Schleier P, Hyckel P, Fried W, Beinemann J, Wurdinger J, Hinz M, Steen M, Schumann D
Department of Maxillofacial and Plastic Surgery, Friedrich Schiller University Jena, Germany; BG-Hospital Bergmannstrost, Halle, Germany.
Int J Oral Maxillofac Surg. 2006 Sep;35(9):861-4. doi: 10.1016/j.ijom.2006.02.010. Epub 2006 May 11.
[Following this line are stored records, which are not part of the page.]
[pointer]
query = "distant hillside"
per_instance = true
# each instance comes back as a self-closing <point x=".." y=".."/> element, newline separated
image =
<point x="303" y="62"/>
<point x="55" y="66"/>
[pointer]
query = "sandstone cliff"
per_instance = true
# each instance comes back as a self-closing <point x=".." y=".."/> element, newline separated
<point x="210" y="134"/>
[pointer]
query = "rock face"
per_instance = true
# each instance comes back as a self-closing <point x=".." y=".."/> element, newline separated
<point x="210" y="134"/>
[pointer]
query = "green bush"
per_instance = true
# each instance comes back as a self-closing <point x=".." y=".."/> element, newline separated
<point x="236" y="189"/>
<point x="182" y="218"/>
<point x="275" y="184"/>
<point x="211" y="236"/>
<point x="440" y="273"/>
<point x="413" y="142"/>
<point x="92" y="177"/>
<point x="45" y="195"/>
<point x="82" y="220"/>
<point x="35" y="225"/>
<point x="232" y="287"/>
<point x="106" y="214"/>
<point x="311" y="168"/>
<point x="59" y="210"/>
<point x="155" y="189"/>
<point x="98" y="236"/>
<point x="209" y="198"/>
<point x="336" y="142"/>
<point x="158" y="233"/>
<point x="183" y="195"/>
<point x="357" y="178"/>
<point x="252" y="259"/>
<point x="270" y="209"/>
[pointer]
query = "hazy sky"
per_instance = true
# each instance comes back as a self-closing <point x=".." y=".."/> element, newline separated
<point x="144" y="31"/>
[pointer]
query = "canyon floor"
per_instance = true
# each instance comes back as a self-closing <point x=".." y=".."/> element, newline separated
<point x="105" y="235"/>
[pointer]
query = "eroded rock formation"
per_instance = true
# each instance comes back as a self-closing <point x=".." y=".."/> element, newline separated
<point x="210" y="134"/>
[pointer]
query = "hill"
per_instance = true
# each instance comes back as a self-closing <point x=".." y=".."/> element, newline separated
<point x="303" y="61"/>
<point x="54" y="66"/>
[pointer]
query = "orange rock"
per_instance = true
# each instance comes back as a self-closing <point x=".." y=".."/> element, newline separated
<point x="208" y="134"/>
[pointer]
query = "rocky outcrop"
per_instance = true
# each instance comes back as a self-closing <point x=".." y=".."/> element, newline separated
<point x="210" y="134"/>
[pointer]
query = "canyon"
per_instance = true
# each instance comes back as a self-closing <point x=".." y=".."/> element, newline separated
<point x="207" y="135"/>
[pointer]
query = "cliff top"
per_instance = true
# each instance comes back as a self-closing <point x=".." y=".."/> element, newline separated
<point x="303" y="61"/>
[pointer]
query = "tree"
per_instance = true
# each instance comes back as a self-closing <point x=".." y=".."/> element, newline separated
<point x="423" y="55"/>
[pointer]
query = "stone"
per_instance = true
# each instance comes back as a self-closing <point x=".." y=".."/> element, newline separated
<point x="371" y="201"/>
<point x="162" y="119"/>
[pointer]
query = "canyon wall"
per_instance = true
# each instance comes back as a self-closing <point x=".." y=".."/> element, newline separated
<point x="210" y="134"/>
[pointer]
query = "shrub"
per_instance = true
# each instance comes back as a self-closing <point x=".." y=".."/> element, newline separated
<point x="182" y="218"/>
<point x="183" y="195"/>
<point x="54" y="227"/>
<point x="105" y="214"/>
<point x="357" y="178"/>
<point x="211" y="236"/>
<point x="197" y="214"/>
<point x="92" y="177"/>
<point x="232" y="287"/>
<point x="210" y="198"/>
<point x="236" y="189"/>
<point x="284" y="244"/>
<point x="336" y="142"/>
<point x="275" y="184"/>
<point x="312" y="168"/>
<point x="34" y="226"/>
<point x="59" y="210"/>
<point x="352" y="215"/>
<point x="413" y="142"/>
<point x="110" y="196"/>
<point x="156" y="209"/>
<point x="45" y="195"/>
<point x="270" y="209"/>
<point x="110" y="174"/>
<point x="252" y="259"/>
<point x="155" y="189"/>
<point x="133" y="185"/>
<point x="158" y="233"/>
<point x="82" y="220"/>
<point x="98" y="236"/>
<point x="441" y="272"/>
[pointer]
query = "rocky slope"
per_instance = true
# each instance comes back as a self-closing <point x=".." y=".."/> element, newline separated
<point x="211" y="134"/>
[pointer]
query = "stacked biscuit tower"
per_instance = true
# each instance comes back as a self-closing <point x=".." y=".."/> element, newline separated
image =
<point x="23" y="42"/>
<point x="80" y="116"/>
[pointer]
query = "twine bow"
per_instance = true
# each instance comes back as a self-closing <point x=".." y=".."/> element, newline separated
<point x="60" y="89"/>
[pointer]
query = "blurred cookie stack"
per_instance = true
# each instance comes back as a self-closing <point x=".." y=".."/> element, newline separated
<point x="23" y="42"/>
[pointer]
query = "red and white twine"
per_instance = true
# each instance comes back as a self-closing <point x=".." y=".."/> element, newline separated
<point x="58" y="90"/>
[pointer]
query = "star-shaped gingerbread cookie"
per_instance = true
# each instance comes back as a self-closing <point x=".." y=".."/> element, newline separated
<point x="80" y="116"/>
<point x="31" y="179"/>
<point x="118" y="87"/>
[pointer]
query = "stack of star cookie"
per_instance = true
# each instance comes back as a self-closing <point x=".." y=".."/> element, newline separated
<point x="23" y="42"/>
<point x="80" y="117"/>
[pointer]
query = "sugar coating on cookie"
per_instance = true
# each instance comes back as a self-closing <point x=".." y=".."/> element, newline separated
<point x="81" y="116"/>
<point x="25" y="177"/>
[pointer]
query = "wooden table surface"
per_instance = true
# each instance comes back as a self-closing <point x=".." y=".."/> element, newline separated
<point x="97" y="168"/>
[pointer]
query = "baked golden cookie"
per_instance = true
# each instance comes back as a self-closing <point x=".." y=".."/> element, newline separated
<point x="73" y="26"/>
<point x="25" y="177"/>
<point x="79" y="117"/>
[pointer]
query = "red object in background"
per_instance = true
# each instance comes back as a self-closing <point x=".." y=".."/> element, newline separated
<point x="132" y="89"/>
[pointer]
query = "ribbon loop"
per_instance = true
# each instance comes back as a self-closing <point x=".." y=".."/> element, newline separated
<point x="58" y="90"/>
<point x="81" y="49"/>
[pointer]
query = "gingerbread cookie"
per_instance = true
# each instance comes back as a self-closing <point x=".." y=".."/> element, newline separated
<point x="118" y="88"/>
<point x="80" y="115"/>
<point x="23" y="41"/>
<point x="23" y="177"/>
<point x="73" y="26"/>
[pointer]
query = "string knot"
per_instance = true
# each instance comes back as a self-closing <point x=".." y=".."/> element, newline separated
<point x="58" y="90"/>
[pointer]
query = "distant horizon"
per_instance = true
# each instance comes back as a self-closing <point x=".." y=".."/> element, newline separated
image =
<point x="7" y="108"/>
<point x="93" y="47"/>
This case demonstrates the successful aesthetic and functional reconstruction of a complex facial gun-shot injury with extended bone defects and soft tissue destructions using a 3-step procedure. Initially, a reconstruction plate was inserted, later a fibula transplant enabled the basic reconstruction and finally was distructed in a 3rd session. The rationale behind the sequencing of surgical sessions was the extended bony defect and soft-tissue destruction. The main problem in this type of wound is hypoxia or anoxia of the receptor bed for the transplant. A microvascular anastomosized bone transplant is necessary for sufficient oxygen tension in the recipient site. The anatomical dimensional disproportion of the transplanted free fibula graft and the shape of the mandible were corrected prior to the insertion of dental implants by means of vertical distraction.
该病例展示了采用三步手术法成功对伴有广泛骨缺损和软组织损伤的复杂面部枪伤进行美学和功能重建。首先,植入一块重建钢板,随后进行腓骨移植以实现基本重建,最后在第三次手术中进行牵张成骨。手术阶段顺序安排的依据是广泛的骨缺损和软组织损伤。这类伤口的主要问题是移植受体床的缺氧或无氧状态。为使受体部位有足够的氧张力,必须进行微血管吻合的骨移植。在植入牙种植体之前,通过垂直牵张矫正了移植的游离腓骨移植物与下颌骨形状在解剖尺寸上的不均衡。